Meningioma refers to the brain tumor that arises from the meninges that surround the brain.
Meningiomas are non-glial tumors, which means they do not originate in the supporting and nutritive tissue of the brain. Rather, they originate from cells of the meninges surrounding the brain. They are the second most common tumors of the central nervous system in adults, accounting for 15-20%. Each year, meningiomas develop in about 5-6 out of every 100,000 people.
The World Health Organization (WHO) distinguishes three tumor grades I-III. The majority (80-90%) of meningiomas are benign and are designated WHO grade I. WHO grade II describes an atypical meningioma that grows rapidly and may recur even after surgical removal. However, it is relatively rare, accounting for 5-10% of cases. The remaining 1-3% fall to the anaplastic meningioma with WHO grade III. It is malignant, meaning it grows extremely fast and infiltrates surrounding tissue and has a high risk of recurrence.
Depending on the localization of the meningioma in the cerebrum or cerebellum or at the spinal column, headaches, impairment of mental abilities (neurocognitive deficits), epileptic seizures, speech disorders, paralysis and/or sensory disturbances may occur. Very small tumors sometimes cause no symptoms at all and are only discovered by chance with imaging techniques.
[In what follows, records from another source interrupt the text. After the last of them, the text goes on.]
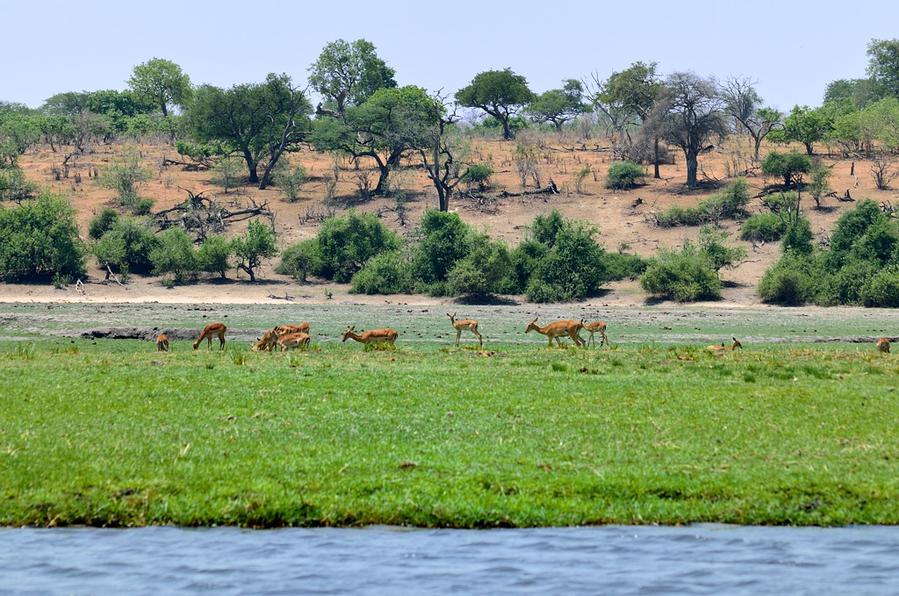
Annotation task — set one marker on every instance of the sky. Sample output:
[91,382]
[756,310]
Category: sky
[792,49]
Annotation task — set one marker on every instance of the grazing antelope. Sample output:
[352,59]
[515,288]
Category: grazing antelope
[372,336]
[293,340]
[463,324]
[596,327]
[210,330]
[282,330]
[162,343]
[719,350]
[266,342]
[557,329]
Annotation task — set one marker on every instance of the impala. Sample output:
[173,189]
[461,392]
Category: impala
[596,327]
[719,350]
[557,329]
[293,340]
[162,343]
[210,330]
[465,324]
[372,336]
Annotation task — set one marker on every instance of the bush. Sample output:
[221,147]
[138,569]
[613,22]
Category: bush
[444,241]
[40,239]
[346,243]
[385,273]
[214,255]
[257,244]
[623,175]
[302,260]
[102,223]
[763,227]
[790,282]
[482,271]
[882,290]
[684,276]
[786,165]
[290,181]
[126,246]
[174,254]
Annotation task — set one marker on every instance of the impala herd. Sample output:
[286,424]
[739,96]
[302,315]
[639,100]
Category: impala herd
[286,337]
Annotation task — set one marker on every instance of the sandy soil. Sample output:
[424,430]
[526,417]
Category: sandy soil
[621,225]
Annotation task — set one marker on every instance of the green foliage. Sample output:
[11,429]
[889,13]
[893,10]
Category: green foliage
[347,74]
[763,227]
[499,93]
[250,249]
[444,241]
[214,255]
[301,260]
[102,222]
[624,174]
[124,175]
[290,180]
[39,239]
[346,243]
[683,275]
[174,254]
[126,246]
[161,82]
[788,166]
[385,273]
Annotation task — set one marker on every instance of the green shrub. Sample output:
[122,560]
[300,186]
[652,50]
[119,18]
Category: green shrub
[102,223]
[790,282]
[385,273]
[126,246]
[175,255]
[482,271]
[214,255]
[684,276]
[882,290]
[346,243]
[623,175]
[40,239]
[301,260]
[763,227]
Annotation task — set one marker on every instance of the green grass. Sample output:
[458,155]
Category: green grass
[111,433]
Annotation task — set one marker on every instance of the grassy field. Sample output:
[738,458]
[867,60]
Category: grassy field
[108,432]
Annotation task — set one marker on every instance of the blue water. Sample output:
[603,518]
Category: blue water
[706,559]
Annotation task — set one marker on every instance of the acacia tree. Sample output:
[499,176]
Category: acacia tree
[347,74]
[559,105]
[693,114]
[744,105]
[162,82]
[499,93]
[260,121]
[381,128]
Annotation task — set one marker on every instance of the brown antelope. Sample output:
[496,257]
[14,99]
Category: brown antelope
[210,330]
[720,350]
[463,324]
[596,327]
[557,329]
[266,342]
[282,330]
[162,343]
[372,336]
[293,340]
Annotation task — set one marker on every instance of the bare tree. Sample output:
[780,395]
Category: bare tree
[693,114]
[743,104]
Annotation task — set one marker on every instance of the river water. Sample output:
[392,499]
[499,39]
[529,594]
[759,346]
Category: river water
[704,559]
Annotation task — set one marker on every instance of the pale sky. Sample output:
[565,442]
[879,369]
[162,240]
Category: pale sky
[791,48]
As soon as a meningioma has been diagnosed, a decision must be made on how to proceed. Smaller tumors with a low growth tendency do not necessarily have to be treated surgically, especially in older patients - close observation is often sufficient here. In other cases, the removal of a tissue sample or surgical removal of the tumor is necessary.
The operation is performed using "high-tech procedures" with intraoperative neuronavigation and neuroendoscopy in combination with high-resolution surgical microscopes. In addition, imaging by means of magnetic resonance imaging (MRI) or ultrasound and neurophysiological monitoring are available.
Meningiomas with WHO grade II-III receive, in addition to maximum-safety complete removal of the tumor, subsequent radiation therapy.